Tuesday, August 9, 2016

Singapore's 51st National Day

I want to wish all my Singaporean friends a Happy and Blessed 51st National Day. Having been born in 1964, less than a year after Malaysia came into being on 16th September when Singapore was still a part of Malaysia and just over year before Singapore's declaration of independence on 9th August 1965, I find myself frequently caught between the love for these two countries. Even now, I struggle to decide whether I should remain in Sabah or perhaps consider returning to Singapore for the second last leg and phase of my ministry. Singapore has many advantages, not least the strength of the Sing dollar and also the extended retirement age to 67.

I have a good solid 15 years to contribute to Singapore should I return before entering my final phase which should not take much beyond the age of 70, at most 75 years old. Then I hope to enjoy my golden retirement years, if still healthy in writing books, spending time with grandchildren and teaching them Greek (I have none at the moment) and watching test cricket that can go on 5 days without a result. What idyllic life in New Zealand or perhaps in Sabah or Singapore for my retirement. This is somewhat wishful thinking but as a servant of God there is no better way to go to meet the Lord in a blaze of glory as a martyr for His name's sake. For I have called you not only to believe in Him but also to suffer for His name's sake (Phil 1:29).

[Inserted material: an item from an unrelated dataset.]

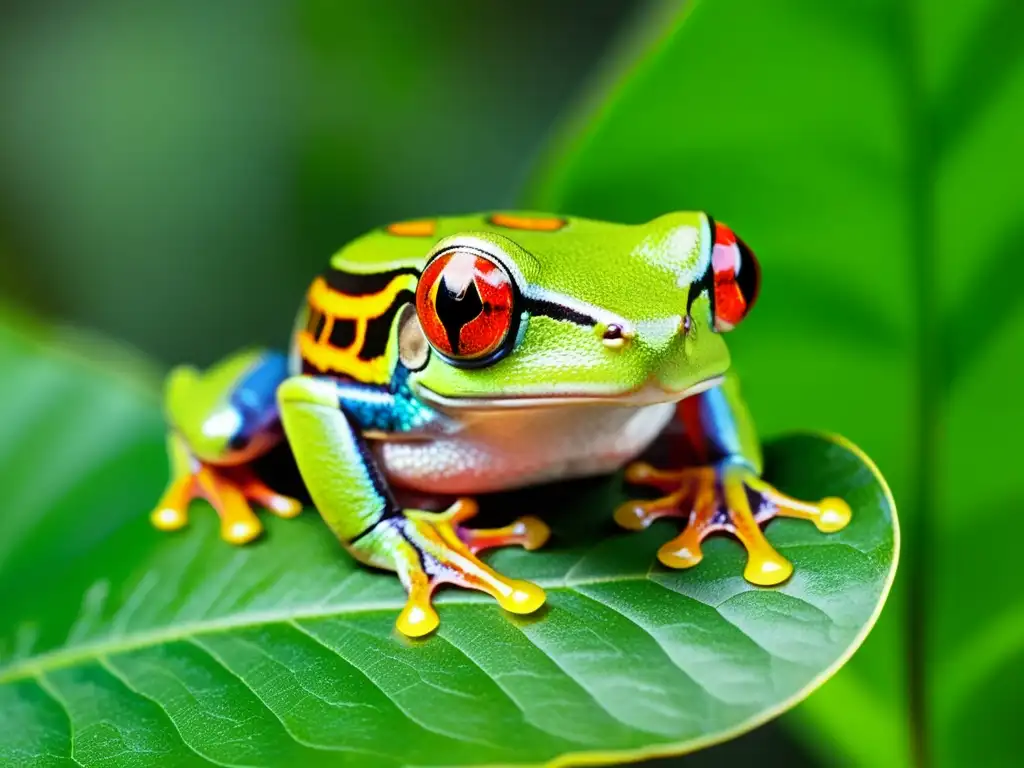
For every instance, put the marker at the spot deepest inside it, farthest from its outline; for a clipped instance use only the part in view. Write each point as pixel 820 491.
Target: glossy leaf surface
pixel 120 645
pixel 865 151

Singapore desperately needs an identity and a soul to further progress as a nation among nations in the world. Wealth, modernity, clean streets and good governance are all good but without a soul and a national identity a country cannot go very far. Singlish will not unite Singaporeans even though we might have a laugh or two when we speak it. As far as spoken English is concerned I speak standard English at all times, only rarely adding a "lah" when the occasions call for. Whether one calls it the Queen's English or Oxford English is not important but we should speak good and grammatically correct and if possible idiomatic English. Every language has its idioms and speaking them well only adds to the love and flourishing of the language. It's raining cats and dogs, I told a friend the other day. I used idioms all the time, perhaps due to my love for poetry and literary expressions and nuances. For Singapore and Singaporeans you deserve a great 51st National Day.